In every industry, cybersecurity weaknesses represent a significant threat to the operations, reputation and the bottom line of all companies, whatever their size and wherever their location. Poor cybersecurity at any company creates tremendous risk for any suitor who buys that company, merges with that company, partners with that company or hires that company as a vendor. The mantra underlying cybersecurity due diligence concerns is simple: No matter what the terms, when adding, partnering or working with another enterprise, a company is taking on that company’s data troubles and attendant data risks. Read my recent Compliance Week column to learn about the new imperative of cybersecurity due diligence (a precursor to my forthcoming ebook entitled, “Cybersecurity Due Diligence Handbook”). Here is an excerpt:
“Data security concerns are not the only reason it should be standard practice for due diligence deal teams to embed cyber-security subject matter experts with the more traditional business, legal, and technical workflow of due diligence exercises. There is an even more important purpose: to gauge overall corporate health and hygiene.

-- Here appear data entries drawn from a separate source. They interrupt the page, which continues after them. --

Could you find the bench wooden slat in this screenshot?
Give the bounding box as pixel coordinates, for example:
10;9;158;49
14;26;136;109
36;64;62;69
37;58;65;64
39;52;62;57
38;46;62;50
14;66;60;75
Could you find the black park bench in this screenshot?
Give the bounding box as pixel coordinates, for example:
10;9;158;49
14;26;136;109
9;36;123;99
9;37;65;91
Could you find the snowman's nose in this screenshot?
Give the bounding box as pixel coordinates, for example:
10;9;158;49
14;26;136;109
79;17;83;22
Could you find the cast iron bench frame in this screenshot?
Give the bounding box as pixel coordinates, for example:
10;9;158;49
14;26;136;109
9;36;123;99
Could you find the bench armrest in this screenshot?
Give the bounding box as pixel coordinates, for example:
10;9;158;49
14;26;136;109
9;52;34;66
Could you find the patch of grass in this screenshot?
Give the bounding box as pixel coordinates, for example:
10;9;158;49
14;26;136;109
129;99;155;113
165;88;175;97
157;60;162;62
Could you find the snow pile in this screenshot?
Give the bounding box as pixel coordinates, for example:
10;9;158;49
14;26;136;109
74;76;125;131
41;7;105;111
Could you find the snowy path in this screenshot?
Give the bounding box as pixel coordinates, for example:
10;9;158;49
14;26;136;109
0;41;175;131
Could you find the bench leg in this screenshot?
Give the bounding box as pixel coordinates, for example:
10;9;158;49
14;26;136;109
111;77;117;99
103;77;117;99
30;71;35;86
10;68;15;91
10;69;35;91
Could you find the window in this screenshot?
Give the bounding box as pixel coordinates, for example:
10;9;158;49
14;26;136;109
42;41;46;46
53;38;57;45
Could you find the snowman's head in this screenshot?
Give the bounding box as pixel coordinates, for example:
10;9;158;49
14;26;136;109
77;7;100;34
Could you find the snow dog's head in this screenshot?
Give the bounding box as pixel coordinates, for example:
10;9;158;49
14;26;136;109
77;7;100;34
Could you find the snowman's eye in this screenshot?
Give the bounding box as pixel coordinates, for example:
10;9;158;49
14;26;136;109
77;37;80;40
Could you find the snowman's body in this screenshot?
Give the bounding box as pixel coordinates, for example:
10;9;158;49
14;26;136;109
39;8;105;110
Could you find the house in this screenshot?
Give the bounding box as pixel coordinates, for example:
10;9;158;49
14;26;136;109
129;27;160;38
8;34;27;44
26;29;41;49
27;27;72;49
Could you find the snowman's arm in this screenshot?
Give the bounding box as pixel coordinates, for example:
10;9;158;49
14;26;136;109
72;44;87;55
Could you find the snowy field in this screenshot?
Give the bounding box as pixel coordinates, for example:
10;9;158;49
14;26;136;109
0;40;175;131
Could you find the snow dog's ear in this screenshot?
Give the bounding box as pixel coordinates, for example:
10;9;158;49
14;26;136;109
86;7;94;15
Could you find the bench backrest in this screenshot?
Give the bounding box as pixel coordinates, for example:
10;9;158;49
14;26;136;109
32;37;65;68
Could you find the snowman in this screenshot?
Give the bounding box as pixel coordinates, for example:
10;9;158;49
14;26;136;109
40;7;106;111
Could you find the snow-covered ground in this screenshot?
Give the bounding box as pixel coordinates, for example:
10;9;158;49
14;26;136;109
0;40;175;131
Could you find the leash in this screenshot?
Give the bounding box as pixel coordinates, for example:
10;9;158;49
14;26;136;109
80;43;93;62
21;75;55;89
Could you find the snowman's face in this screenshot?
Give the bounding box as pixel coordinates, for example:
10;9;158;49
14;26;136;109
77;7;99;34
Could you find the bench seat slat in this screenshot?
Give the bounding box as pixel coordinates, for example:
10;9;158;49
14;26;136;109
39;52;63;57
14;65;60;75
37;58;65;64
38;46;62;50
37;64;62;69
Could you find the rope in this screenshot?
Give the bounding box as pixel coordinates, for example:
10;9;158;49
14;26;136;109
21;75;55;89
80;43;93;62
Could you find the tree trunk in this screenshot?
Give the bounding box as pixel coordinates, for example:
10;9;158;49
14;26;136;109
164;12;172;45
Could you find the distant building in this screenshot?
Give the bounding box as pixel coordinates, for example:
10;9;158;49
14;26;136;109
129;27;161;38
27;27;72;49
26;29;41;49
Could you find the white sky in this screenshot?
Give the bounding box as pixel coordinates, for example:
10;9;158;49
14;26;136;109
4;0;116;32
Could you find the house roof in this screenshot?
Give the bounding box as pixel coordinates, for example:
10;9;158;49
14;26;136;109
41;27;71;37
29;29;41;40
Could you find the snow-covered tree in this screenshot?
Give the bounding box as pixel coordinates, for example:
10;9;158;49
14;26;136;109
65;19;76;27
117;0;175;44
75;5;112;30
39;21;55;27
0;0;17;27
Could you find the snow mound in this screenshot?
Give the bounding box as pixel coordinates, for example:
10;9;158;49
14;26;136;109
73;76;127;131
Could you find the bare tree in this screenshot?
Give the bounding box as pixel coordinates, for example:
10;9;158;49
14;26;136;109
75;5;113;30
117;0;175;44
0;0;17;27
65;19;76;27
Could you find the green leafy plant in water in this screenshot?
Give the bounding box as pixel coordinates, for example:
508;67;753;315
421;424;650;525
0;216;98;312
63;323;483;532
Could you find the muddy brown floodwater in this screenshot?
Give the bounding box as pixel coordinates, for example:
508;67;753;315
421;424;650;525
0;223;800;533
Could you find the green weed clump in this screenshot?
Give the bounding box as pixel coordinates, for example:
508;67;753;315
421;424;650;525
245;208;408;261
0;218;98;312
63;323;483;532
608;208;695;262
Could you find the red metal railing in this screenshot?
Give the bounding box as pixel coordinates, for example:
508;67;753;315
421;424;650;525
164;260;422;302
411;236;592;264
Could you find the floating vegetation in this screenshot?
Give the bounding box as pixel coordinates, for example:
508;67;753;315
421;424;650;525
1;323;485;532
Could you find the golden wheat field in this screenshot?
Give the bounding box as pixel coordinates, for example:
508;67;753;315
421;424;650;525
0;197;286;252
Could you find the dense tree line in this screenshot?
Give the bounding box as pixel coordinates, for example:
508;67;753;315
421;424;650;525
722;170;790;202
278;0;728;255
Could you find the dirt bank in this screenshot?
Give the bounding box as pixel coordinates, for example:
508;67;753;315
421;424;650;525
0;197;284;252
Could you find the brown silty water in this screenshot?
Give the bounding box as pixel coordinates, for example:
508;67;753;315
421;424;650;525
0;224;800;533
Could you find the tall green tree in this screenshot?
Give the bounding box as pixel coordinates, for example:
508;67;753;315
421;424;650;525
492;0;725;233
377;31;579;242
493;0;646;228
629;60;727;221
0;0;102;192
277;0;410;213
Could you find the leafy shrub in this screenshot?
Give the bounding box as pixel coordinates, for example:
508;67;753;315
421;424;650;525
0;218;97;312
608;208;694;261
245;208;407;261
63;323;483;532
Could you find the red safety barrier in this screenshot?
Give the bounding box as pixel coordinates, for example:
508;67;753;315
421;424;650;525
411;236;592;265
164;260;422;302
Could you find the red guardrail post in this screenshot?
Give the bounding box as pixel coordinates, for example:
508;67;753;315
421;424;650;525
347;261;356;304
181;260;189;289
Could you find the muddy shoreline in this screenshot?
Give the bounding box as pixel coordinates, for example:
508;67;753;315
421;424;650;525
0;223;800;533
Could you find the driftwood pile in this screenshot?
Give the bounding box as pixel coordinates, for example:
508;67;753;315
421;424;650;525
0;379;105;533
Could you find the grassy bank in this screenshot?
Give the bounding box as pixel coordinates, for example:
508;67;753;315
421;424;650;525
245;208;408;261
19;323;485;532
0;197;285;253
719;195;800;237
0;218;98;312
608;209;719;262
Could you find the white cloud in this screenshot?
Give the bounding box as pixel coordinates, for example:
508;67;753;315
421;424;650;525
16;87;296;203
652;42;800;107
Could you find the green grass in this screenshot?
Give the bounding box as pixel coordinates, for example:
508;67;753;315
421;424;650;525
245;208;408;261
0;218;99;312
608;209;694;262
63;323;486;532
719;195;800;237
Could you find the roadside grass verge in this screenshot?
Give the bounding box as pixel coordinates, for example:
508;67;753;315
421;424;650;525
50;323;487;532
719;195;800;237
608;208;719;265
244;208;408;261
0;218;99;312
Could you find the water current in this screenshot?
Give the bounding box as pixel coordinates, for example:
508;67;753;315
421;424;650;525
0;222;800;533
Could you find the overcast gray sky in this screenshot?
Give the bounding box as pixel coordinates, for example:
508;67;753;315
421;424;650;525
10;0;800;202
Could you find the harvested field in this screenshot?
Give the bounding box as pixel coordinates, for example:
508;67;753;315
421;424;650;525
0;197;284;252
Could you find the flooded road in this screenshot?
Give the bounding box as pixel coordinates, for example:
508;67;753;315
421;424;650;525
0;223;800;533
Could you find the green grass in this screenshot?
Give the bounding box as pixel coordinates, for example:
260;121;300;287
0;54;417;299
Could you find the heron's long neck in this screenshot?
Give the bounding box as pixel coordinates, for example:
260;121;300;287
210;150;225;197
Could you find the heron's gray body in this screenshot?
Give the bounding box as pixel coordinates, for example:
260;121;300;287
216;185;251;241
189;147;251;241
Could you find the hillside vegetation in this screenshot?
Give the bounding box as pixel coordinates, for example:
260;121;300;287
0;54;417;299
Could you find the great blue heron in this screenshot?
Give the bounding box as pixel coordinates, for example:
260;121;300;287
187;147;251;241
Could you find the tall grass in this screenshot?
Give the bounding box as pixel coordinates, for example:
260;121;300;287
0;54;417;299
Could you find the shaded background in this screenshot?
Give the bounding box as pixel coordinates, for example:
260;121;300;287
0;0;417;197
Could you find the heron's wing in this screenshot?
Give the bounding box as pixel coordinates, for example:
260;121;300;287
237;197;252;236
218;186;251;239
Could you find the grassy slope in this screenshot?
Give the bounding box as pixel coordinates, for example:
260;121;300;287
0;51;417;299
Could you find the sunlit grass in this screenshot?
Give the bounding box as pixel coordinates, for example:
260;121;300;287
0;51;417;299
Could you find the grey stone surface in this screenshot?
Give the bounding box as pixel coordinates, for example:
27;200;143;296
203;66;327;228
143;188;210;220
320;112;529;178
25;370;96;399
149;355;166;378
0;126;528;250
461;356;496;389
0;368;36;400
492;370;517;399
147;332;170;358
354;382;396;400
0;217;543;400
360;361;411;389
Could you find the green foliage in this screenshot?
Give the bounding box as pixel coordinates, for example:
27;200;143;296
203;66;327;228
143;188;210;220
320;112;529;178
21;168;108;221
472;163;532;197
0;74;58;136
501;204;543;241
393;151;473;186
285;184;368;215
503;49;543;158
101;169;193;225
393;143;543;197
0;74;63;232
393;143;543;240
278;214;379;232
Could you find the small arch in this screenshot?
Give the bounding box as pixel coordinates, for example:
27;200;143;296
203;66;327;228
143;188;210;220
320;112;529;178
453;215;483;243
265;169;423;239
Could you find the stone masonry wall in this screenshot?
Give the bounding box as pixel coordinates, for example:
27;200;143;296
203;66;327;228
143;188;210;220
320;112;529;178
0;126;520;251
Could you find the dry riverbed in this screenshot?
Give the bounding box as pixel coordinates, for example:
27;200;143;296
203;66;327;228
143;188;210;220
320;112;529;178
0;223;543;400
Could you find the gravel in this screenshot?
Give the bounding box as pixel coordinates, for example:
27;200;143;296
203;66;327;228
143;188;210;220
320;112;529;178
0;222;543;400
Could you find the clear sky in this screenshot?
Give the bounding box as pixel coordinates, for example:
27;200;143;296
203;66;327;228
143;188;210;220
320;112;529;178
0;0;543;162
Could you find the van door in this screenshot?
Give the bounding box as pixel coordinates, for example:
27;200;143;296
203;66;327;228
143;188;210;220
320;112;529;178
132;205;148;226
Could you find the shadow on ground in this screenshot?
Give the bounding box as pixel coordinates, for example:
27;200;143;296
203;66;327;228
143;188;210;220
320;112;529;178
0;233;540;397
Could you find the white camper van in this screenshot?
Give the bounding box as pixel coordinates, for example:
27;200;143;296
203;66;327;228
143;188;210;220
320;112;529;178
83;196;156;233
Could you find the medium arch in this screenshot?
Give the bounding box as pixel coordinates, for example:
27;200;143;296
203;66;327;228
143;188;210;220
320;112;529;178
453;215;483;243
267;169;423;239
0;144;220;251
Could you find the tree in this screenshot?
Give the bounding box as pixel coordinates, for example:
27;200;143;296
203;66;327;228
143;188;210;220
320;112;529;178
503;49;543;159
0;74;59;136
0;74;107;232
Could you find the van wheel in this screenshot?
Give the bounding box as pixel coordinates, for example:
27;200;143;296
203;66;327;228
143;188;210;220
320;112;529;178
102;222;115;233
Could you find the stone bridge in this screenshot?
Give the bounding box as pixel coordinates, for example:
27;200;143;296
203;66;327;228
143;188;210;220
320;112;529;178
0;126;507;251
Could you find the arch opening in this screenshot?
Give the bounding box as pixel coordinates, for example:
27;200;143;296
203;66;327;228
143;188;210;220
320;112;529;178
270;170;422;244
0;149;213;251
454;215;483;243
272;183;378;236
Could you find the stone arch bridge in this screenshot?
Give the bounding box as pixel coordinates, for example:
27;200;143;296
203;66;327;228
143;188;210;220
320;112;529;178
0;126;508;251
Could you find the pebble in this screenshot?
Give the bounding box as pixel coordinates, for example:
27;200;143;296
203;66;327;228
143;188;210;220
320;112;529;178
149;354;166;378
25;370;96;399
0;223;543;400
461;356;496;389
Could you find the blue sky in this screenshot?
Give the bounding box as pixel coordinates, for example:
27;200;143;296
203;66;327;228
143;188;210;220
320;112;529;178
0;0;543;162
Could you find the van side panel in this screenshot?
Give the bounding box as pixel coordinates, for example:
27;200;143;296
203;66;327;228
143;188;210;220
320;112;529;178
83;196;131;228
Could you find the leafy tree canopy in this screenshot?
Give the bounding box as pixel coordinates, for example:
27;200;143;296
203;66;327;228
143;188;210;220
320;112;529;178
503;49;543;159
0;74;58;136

When a cyber-security due diligence team finds problems and weaknesses, it is more than just a red flag indicating cyber-attack risks; it also evidences a distracted and detached C-suite and perhaps even an inattentive board of directors. And the reverse rings equally true. Like the pre-med student who aces organic chemistry, any company earning high cyber-security grades is a rarity; probably grades high in every other subject; probably has the intelligence, fortitude, and grit to overcome and thrive amid any future challenge; and probably makes for a strong future and dynamic partner.
Take heed from the adage, “If you want success, you should start with your health,” because in today’s world of cyber-attacks and state-sponsored virtual terrorism, “If corporations want success, they should start with their cyber-security.”